Un’altra cosa. La politica ed i rapporti fra gli Stati – fortunatamente o no, devo ancora capire – sono fatti di diplomazia. I leader non s’incontrano solo perchè si trovano simpatici. L’Italia stringe relazioni diplomatiche con un paese come la Cina, che invita ora all’Expo 2015 di Milano. E il paese asiatico, con le sua agghiaccianti condanne a morte, inflitte per ben 68 possibili crimini, non è certo un esempio di virtù. Berlusconi, inoltre, distribuisce come pane abbracci e strette di mano. Oltre a Gheddafi, ha incontrato l’israeliano Netanyahu ed il palestinese Abu Mazen, tra l’uno e l’altro Obama.


Quindi, caro Polesen, il fatto che il ministro Frattini si riunisca con Chávez non deve scandalizzare. Per consolarti, puoi ripensare agli incontri tra Papa Giovanni XXIII e Fidel Castro.
Si potrebbe criticare invece, come fa Mario Sebastiani, la “frettolosa, retorica e banale riunione” del ministro degli Esteri “con alcuni membri studiati e poco imbarazzanti” della Collettività. Un incontro tanto, come sostiene Sebastiani, per fare presenza, quando la vera ragione del viaggio era un’altra: “prendere soldi e mettere una pezza alla faccenda di Contuy”. Diplomazia.


Per Sebastiani quello della settimana scorsa è stato un meeting inutile. “Non prendeteci per i fondelli con la farsa delle preoccupazioni” denuncia. “Chávez non permette che ci s’immischi troppo e nel frattempo ci sta togliendo tutto”. Intanto, l’Italia si dimentica dei suoi cittadini all’estero (una “comunità in emergenza” la definisce Sebastiani) e si dimostra reticente a distribuire nazionalità e passaporto che “permetterebbero un po’ più di sicurezza in caso di necessità estrema, vedi Cuba”.
La terza lettera, “Visión de un inmigrante. ¡Aprovechemos a Chávez!” usa toni decisamente meno aggressivi e allarmistici per sostenere l’idea che in Venezuela si stia assistendo ad un “cambiamento sociale giusto”, pacifico e democratico. Un trend di cui dobbiamo, appunto, ‘approfittare’ per realizzare quello che “altri hanno realizzato con guerre e sangue”.

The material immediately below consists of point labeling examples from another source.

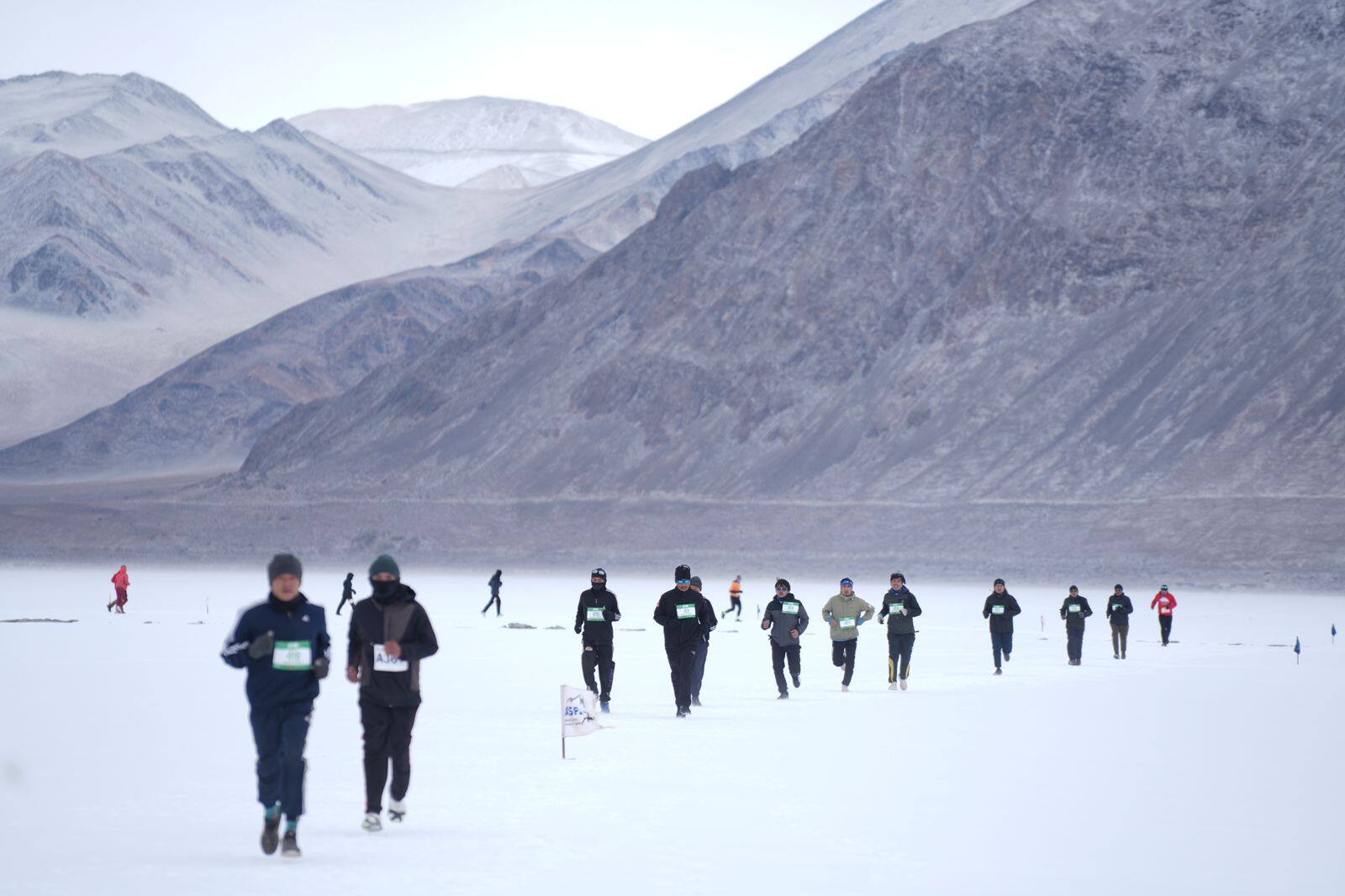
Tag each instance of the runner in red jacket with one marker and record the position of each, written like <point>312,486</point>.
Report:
<point>121,582</point>
<point>1167,603</point>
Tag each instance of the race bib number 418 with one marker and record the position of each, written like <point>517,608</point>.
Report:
<point>382,662</point>
<point>293,656</point>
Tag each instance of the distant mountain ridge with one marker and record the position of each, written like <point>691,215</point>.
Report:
<point>454,141</point>
<point>1080,252</point>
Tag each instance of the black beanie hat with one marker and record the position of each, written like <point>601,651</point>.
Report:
<point>385,564</point>
<point>284,566</point>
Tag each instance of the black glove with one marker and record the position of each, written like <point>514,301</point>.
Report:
<point>262,645</point>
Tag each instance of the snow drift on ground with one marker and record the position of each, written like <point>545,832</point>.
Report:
<point>1210,766</point>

Con parole più soft rispetto alle altre lettere, risponde a quelli che “ripetono come pappagalli che avversano il presidente Chávez perchè ha diviso in due settori il popolo venezolano”. Antonio Coiro scrive:
– Chiaramente ci sono due settori. Ho occhi per vederli, orecchie per ascoltarli, ma anche la lunga memoria per ricordare che anche negli ultimi 40 anni c’erano due settori. E al settore più povero e abbandonato usavamo occhi per vederlo, però mai si usarono orecchie per ascoltarlo.


C’è quindi chi non rientra in un supposto 80 per cento. Chi non è invitato ad incontrare ministri. Chi resta in Venezuela per vivere bene, non per rimpiangere l’Italia. Chi resta per mescolarsi ad un popolo, non per importare un partito xenofobo di separazioni e scissioni.


Signor Polesel, con mille difetti e contraddizioni evidenti, con errori di percorso volontari e involontari, il Venezuela transita il suo cammino. Accompagnamolo. Partecipiamo e non sediamoci tra le fila degli spettatori. Critichiamo con ragione senza demonizzare. Soppesiamo le parole. Chi è senza peccato, diceva qualcuno migliore di me e di Lei, scagli la prima pietra.